The author highlights key trends, suggesting ways Japan can navigate this new Asia framed along maritime and continental lines. This English translation provides a rare glimpse into how Japanese thought leaders view Japan’s role in the face of a strengthened China. The 2008-2009 financial crisis dispelled any remaining confidence in regional American primacy, opening a gap for China to try and step into. This shift in geopolitics saw Japan, once perfectly content as merely an economic actor working in the background, now pushed onto the frontline of China’s growing power.
Shiraishi positions himself not as a traditional realist or liberal internationalist, claiming his methodological approach is one of “eclecticism.” He writes: “the theory of hegemonic shifts tilts rather too far toward realism” and “to assume that states can act and think rationally and logically simply does not accord with reality.” Despite raising these objections, the content of his book heavily leans on traditional realist paradigms, concluding that 21st-century Japan should engage in “politics of power and balancing”.
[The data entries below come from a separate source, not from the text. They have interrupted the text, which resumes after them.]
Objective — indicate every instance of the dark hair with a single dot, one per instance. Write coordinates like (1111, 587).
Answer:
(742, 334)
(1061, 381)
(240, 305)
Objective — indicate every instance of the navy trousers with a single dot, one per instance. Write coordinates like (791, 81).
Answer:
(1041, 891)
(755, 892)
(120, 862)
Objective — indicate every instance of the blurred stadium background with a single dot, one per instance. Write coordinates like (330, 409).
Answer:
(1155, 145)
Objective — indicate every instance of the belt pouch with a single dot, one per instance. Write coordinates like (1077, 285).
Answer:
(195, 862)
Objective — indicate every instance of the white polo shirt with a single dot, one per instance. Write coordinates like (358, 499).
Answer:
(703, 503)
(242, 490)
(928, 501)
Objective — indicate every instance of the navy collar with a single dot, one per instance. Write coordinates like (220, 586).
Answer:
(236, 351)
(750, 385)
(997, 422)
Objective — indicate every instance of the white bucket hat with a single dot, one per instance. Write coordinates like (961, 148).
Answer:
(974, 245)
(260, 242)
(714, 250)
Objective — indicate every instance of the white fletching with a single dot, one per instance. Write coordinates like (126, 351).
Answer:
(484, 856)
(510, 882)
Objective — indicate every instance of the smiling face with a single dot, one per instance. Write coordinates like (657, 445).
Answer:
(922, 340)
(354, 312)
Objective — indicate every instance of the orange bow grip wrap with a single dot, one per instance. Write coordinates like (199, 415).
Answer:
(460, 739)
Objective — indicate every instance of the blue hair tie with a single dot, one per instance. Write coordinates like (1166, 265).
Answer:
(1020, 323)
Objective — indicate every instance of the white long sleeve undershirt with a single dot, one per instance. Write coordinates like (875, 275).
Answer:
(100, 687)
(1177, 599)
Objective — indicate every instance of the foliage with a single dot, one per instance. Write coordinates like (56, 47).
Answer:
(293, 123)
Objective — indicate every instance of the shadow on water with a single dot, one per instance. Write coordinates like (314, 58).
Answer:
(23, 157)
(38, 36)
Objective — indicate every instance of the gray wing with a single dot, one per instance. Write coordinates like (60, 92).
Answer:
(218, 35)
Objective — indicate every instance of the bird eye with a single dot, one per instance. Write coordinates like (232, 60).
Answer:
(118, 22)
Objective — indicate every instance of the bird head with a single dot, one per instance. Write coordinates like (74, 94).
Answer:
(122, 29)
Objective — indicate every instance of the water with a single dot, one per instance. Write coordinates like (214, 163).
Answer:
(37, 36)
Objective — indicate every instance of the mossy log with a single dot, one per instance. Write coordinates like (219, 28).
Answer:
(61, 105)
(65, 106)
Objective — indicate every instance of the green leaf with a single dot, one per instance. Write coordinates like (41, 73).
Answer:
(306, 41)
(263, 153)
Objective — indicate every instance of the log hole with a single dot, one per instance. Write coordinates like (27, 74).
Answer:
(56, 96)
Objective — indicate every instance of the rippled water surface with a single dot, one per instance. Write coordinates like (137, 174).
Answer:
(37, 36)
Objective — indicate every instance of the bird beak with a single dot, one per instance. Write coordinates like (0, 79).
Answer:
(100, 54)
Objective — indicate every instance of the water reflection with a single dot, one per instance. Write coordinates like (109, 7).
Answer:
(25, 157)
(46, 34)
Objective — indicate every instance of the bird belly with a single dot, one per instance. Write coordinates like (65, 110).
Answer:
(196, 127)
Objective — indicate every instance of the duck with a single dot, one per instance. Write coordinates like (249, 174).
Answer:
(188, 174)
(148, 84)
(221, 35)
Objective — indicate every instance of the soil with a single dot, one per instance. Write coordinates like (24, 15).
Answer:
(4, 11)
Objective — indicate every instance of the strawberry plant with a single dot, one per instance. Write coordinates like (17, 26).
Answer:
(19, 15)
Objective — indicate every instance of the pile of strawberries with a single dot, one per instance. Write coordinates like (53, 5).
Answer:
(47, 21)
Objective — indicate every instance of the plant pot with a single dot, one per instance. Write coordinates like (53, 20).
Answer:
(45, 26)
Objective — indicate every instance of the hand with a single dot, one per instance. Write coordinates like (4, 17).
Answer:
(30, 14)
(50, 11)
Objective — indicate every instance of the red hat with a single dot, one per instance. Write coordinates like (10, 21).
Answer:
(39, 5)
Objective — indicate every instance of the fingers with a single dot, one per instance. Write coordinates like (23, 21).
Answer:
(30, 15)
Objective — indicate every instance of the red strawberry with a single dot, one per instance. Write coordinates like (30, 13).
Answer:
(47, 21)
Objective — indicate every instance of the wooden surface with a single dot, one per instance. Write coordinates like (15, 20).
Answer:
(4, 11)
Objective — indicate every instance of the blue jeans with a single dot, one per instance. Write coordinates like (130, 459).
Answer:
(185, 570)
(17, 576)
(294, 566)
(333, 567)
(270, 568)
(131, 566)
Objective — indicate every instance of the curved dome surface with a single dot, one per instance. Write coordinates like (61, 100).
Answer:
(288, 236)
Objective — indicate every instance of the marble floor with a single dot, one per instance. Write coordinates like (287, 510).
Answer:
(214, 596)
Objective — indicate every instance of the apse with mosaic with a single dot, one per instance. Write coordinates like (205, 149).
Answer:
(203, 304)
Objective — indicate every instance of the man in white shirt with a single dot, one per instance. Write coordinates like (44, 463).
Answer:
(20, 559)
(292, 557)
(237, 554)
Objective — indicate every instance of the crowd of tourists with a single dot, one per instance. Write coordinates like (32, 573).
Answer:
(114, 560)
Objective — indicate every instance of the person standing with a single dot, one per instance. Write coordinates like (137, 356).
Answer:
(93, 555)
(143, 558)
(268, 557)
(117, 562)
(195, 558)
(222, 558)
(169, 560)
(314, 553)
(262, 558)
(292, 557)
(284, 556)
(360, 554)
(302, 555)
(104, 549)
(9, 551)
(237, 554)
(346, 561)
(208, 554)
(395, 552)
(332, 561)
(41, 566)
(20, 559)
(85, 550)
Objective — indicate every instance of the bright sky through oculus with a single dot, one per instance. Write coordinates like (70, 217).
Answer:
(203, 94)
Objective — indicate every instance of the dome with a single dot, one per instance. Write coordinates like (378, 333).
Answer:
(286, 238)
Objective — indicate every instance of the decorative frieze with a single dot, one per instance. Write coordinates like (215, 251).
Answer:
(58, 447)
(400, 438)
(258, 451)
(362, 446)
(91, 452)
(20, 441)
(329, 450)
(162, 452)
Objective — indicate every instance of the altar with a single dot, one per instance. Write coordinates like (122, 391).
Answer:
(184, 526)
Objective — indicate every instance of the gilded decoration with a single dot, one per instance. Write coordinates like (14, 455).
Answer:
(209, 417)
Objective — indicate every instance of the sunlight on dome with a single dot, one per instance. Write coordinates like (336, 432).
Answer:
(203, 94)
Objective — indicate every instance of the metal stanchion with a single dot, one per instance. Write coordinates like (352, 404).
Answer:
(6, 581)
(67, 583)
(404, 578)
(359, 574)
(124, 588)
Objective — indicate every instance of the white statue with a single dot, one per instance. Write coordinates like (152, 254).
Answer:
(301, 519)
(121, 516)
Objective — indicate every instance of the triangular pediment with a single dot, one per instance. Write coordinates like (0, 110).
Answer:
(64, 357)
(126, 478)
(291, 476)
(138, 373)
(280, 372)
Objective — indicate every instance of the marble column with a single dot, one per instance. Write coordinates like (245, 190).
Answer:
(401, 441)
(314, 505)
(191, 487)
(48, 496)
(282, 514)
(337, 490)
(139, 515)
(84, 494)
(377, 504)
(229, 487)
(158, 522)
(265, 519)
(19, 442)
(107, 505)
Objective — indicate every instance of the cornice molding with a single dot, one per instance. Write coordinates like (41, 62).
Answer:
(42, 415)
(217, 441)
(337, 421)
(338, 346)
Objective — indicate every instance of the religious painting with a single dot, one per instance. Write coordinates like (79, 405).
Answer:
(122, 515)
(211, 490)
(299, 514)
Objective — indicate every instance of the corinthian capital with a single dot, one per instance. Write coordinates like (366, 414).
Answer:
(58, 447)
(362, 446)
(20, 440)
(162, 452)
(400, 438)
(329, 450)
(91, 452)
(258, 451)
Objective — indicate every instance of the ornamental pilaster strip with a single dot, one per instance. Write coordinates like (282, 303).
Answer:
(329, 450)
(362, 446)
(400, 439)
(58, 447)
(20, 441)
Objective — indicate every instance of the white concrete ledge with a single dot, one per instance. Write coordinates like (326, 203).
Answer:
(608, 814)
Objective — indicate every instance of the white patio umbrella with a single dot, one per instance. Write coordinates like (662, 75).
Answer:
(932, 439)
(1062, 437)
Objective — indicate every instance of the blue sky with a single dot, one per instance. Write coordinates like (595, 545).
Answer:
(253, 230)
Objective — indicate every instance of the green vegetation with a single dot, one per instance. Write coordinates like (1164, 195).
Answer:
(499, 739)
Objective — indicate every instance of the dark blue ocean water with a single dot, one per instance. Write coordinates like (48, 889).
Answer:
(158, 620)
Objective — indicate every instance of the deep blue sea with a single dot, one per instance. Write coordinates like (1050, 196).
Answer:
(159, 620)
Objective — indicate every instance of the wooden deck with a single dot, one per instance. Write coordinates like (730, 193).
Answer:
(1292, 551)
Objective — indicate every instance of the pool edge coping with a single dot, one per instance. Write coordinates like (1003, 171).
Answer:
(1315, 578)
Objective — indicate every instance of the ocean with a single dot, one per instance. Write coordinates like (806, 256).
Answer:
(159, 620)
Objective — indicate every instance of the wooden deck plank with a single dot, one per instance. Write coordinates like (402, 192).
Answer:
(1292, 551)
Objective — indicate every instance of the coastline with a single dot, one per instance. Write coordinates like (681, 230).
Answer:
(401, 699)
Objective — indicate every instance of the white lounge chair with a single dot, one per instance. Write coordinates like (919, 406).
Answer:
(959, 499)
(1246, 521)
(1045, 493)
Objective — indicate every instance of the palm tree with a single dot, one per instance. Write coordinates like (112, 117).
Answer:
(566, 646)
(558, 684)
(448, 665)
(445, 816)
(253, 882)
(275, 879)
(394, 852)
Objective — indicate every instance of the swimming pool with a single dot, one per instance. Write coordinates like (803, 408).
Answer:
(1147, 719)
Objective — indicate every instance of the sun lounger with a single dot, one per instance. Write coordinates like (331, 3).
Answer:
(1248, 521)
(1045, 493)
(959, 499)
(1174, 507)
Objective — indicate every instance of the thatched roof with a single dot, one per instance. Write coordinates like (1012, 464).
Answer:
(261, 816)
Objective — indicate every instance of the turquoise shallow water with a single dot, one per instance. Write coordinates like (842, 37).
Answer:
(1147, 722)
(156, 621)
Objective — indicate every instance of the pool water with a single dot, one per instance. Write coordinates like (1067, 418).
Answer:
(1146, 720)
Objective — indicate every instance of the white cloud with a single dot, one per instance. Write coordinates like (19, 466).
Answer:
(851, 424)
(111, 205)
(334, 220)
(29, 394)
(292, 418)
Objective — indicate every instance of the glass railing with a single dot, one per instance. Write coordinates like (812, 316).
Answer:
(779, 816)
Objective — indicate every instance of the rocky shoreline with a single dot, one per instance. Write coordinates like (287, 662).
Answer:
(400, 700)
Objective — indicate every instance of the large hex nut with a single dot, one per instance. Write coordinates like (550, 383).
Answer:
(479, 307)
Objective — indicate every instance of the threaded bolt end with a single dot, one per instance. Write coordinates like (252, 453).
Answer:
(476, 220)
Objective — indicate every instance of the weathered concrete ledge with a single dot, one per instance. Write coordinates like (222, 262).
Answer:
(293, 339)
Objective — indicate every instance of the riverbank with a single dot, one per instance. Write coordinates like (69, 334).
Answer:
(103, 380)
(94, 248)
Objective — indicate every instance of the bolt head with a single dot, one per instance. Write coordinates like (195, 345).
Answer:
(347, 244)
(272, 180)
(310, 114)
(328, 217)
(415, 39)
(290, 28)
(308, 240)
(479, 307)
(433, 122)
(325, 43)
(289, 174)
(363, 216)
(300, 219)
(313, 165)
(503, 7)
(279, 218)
The book is divided into four sections. The first is a familiar macroeconomic analysis of a rising East and declining West, the familiar “Asian Century” narrative. Here Shiraishi lays the bed for seeds of risks to look out for and mitigate. For example, he identifies wealth disparity as political risk: economic development leads to rising expectations of the population which need to be addressed through wealth transfer. Another risk for national strategy makers is falling into the middle income trap. Shiraishi points out that “economic growth… will have an impact on the balance of power” giving the orthodox view that macroeconomic policy is key to a national strategy. Countries must pursue policies to improve their position in global value chains while avoiding policies that may cause the flight of investment.
The middle sections cover the current status of the United States and China, and a number of ASEAN states respectively. Unfortunately, as the original Japanese version of the book was published in 2015, this new release misses the transformative years of the Trump and Xi regimes. For this English-language edition it would have been well worth the effort of adding an addendum for as the subtitle of the book suggests, Asia is a “region of change.”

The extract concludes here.